C’est tenir compte des conséquences de ses actions plutôt que de ses intentions, résume Jeremy Bentham, l’un des pères. « Michel Foucault vint à mon secours en déclarant : Bentham est plus important pour notre société que Kant et Hegel » p.12. Cette façon de voir est proche de celle d’Aristote dans son Éthique à Nicomaque. « J’avoue avoir une grande admiration pour Jeremy Bentham et John Stuart Mill. Ils m’apparaissent comme modernes, ouverts et profondément humanistes. Ils vont contribuer au progrès de leur pays, en favoriser la libéralisation et faire reconnaître les droits de nombreuses minorités. Les deux philosophes ont un point commun : ce sont de grands intellectuels, capables de produire un énorme travail de réflexion et de conceptualisation dans des domaines aussi divers que la philosophie, la politique, l’économie, le droit » p.39.

L’enfer est pavé de bonnes intentions, dit la sagesse populaire ; le paradis consiste à plutôt considérer leurs effets. Stuart Mill ajoute à cette définition la liberté individuelle et la justice. Les actions sont « morales » si les actions assurent le plus grand bonheur au plus grand nombre – et non pas si elles obéissent sans discuter aux lois, règles et « déontologie » (en grec, discours sur ce qu’il FAUT faire), la « science de la morale » selon Jeremy Bentham, dont il fait le titre de l’un de ses livres. Les cultivés reconnaîtront la célèbre distinction de Max Weber entre éthique de conviction (dogmatique et morale) et éthique de responsabilité (pragmatique et utilitariste). Les deux évidemment se complètent, les règles admises étant des rails pour leur adaptation en fonction des circonstances (p.67). D’où la liberté… régulée.

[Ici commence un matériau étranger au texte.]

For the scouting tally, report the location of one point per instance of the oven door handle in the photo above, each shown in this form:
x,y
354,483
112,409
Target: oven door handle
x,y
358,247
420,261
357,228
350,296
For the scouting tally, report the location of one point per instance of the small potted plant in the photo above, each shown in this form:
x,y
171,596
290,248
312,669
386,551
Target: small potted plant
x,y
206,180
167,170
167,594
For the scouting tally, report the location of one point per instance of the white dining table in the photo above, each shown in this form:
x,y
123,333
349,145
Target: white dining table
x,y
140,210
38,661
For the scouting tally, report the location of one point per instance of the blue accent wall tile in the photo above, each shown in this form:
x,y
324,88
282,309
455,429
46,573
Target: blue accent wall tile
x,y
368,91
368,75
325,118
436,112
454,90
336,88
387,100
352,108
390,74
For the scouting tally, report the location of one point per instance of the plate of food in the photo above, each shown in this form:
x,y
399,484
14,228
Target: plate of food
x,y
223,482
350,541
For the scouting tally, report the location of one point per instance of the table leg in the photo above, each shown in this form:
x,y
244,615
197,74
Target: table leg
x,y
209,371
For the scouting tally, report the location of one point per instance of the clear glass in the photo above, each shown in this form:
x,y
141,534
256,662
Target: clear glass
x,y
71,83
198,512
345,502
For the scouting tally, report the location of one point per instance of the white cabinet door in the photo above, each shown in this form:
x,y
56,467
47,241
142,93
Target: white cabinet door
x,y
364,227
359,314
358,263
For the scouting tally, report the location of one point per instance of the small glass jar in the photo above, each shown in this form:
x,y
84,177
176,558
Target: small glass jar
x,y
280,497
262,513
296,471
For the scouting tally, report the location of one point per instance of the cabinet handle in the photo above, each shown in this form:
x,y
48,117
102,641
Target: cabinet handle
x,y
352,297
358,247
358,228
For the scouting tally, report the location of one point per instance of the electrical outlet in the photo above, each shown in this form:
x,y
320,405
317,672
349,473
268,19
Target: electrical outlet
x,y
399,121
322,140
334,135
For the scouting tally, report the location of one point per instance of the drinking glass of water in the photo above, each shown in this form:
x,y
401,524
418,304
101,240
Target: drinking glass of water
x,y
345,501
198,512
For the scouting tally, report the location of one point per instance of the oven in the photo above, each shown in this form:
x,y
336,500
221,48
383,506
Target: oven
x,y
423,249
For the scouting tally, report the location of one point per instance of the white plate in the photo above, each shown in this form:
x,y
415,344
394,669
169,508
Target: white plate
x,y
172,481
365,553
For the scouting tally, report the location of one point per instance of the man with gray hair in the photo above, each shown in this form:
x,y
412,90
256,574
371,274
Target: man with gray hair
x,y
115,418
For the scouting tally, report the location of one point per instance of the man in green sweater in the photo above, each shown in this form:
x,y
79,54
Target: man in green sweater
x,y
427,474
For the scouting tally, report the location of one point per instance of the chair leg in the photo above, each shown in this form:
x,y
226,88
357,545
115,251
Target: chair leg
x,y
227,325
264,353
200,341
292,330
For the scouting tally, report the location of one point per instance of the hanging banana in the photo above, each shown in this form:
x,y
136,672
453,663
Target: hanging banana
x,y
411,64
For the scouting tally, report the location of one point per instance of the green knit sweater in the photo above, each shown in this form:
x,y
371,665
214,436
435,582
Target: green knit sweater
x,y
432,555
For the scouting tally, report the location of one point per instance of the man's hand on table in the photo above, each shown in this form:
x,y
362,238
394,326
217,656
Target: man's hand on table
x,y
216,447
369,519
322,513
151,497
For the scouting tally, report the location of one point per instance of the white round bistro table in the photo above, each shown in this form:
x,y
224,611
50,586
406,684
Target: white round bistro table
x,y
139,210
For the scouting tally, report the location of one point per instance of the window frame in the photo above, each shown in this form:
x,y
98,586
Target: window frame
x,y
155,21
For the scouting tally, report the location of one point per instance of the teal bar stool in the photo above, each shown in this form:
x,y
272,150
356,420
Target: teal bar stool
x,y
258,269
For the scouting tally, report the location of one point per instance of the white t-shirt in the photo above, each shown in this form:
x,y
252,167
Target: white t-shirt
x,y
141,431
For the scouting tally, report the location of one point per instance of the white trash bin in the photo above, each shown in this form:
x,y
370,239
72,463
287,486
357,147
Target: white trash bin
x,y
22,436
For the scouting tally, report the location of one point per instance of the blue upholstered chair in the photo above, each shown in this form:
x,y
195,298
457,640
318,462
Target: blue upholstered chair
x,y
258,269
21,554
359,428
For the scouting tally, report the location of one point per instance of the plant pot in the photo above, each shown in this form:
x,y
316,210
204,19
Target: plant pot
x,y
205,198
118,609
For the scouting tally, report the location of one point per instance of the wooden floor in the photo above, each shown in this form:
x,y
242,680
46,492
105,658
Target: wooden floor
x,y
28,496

C’est inverser le tropisme catholique, romain et français d’édicter les commandements avant de vérifier si les actions y obéissent, ou de faire toujours d’autres lois sans vérifier leur application. A l’inverse, il est plus utile de considérer la balance des avantages et des inconvénients de toute décision, car chacune est particulière : le mensonge n’est pas moral – mais peut-on mentir au Nazi pour protéger le Juif qui se cache chez vous ?

L’auteur prend toujours des exemples concrets et actuels, pour sa démonstration, y compris dans les films. Un récent exemple est celui du vaccin contre le Covid : fallait-il vacciner massivement avant d’avoir tout le recul nécessaire pour mesurer l’ensemble des effets secondaires possibles (et sauver ainsi la majorité de la population) ou attendre « selon les règles » que toutes les procédures aient été évaluées ? J’ajoute (ce n’est pas dans le livre, qui évite toute polémique) que c’est la propagande russe, jalouse de la réussite occidentale en matière de vaccins bien meilleurs que le sien, qui a tenté de faire croire au complot absurde des nanoparticules inoculées pour rendre docile (et il y a des cons pour le gober !) Faut-il préférer la manière russe des élections truquées, de l’emprisonnement des opposants, du poison, du goulag et de la balle dans la tête pour rendre docile ?

Une utilité n’est pas un expédient, pas plus que le bonheur n’est le plaisir. Affiner la pensée par la différence de sens des mots permet de mieux raisonner. La souveraineté de l’individu, grande conquête des Lumières, est en faveur de la liberté en premier ; l’égalité ne peut être que de moyens, pas de résultats. Contrairement à Kant et aux moralistes bibliques, il faut préférer l’expérience aux principes. Ce qui marche doit être encouragé, pas ce qui obéit à l’idéologie. John Stuart Mill « La justice est que chaque personne obtienne (en bien ou en mal) ce qu’elle mérite. » La loi raisonnable est celle qui assure le respect de la liberté de chacun, dans le respect de celle des autres. Pas plus, pas moins.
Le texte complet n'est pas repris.